Dalio told Yahoo Finance the history of money suggested policymakers would want to stamp down on alternative currencies that could challenge the dominance of the dollar.

"I think that it would be very likely that you will have it under a certain set of circumstances outlawed the way gold was outlawed," he said, referring to the government's move to ban people from privately holding gold in the 1930s.

Dalio told Yahoo's "Influencers with Andy Serwer" online interview series that bitcoin had "proven itself" over the last decade and is now like "digital cash."

The founder of $150 billion hedge fund Bridgewater Associates said this success could be a danger to governments. "They don't want other monies to be operating or competing because things can get out of control."

Dalio said the current debates among policymakers in India about banning bitcoin altogether could herald a growing trend. He added: "I would suspect it would be very hard to hold up against that kind of action."
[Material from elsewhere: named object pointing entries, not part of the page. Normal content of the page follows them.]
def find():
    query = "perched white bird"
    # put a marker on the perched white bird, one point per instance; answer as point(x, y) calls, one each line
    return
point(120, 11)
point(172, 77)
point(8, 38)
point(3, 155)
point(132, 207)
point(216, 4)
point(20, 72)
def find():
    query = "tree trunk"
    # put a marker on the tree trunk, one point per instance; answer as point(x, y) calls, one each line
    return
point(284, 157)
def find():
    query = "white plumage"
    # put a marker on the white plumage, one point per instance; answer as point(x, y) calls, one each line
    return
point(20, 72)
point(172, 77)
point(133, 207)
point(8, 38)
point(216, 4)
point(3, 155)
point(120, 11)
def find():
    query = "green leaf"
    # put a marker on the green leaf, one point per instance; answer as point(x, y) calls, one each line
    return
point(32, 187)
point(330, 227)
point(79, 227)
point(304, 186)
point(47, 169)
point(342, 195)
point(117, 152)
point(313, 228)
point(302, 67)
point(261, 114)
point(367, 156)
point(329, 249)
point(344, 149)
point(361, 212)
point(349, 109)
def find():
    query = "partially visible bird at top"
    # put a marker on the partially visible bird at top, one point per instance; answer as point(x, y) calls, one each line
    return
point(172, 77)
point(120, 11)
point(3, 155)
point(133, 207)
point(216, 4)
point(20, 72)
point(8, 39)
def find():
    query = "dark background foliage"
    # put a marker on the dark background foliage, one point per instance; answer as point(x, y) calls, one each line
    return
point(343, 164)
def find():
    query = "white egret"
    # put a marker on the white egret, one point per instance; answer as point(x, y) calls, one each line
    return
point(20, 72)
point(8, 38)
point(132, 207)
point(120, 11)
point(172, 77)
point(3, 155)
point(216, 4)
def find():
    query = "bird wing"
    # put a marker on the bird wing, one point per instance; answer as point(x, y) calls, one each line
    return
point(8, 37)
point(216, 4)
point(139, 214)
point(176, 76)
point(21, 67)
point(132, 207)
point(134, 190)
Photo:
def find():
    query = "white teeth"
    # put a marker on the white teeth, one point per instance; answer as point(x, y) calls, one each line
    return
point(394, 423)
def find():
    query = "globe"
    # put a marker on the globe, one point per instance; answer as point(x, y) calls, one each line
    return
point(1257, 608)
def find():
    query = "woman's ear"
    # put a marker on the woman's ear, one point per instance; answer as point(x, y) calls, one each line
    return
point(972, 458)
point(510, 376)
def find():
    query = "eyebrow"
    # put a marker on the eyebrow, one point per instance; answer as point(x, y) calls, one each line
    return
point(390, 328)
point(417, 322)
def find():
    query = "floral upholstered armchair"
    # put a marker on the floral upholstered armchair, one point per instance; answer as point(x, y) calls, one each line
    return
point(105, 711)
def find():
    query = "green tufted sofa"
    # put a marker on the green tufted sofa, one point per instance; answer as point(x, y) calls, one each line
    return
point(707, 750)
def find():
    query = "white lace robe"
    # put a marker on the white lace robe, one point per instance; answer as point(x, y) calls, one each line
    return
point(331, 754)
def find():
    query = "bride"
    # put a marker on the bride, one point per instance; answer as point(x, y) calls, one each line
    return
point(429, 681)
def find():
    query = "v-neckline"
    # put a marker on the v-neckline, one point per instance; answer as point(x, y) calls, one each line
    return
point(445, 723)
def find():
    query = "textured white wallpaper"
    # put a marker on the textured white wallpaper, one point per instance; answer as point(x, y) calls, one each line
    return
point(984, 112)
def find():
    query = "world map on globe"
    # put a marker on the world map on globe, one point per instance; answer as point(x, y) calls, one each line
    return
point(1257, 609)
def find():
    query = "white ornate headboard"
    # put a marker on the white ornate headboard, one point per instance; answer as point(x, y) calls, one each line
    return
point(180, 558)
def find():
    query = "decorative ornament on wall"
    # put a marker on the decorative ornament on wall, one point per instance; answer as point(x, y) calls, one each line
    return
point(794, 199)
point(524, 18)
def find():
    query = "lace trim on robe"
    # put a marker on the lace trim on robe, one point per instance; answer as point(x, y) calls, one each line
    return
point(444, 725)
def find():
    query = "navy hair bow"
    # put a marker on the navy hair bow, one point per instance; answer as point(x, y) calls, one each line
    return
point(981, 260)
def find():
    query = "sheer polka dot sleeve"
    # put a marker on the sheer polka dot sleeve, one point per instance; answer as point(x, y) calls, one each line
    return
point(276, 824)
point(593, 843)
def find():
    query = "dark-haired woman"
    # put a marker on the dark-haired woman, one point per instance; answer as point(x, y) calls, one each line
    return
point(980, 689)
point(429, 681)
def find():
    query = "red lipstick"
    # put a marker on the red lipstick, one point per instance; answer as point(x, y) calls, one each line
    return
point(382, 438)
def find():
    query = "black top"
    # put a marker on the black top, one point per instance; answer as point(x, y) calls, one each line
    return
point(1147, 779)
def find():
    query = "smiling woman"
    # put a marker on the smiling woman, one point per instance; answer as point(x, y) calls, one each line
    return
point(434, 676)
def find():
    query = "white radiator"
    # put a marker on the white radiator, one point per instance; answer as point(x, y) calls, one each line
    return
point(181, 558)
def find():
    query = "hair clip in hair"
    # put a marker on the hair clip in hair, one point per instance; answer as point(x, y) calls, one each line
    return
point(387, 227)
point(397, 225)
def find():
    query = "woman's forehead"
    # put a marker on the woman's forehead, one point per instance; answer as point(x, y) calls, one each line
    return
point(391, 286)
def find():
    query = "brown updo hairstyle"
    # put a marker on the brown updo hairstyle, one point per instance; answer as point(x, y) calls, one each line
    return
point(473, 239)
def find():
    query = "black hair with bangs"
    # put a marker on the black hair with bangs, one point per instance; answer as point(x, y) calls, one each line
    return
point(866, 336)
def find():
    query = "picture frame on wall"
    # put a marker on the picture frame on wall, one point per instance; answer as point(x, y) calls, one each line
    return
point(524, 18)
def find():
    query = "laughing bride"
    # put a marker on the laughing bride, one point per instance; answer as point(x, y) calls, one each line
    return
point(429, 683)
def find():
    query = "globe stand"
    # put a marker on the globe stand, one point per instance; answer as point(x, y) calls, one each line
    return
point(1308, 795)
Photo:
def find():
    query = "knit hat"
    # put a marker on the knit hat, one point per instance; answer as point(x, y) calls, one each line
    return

However, there has been no indication from US regulators that they are seeking to totally outlaw bitcoin, which has soared around 650% over the last year to $51,000 on Thursday.

Many investors argue bitcoin should not be seen as a currency, but rather as a speculative asset.

Some influential figures, including Treasury Secretary Janet Yellen, have suggested regulations should be tightened, due to concerns that cryptocurrencies are used to finance the drugs trade and terrorism.

Dalio had some warm words for bitcoin, saying it has "proven itself" over the last decade. "It hasn't been hacked. It's, by and large, therefore worked on an operational basis. It has built a significant following. It is an alternative, in a sense, storehold of wealth."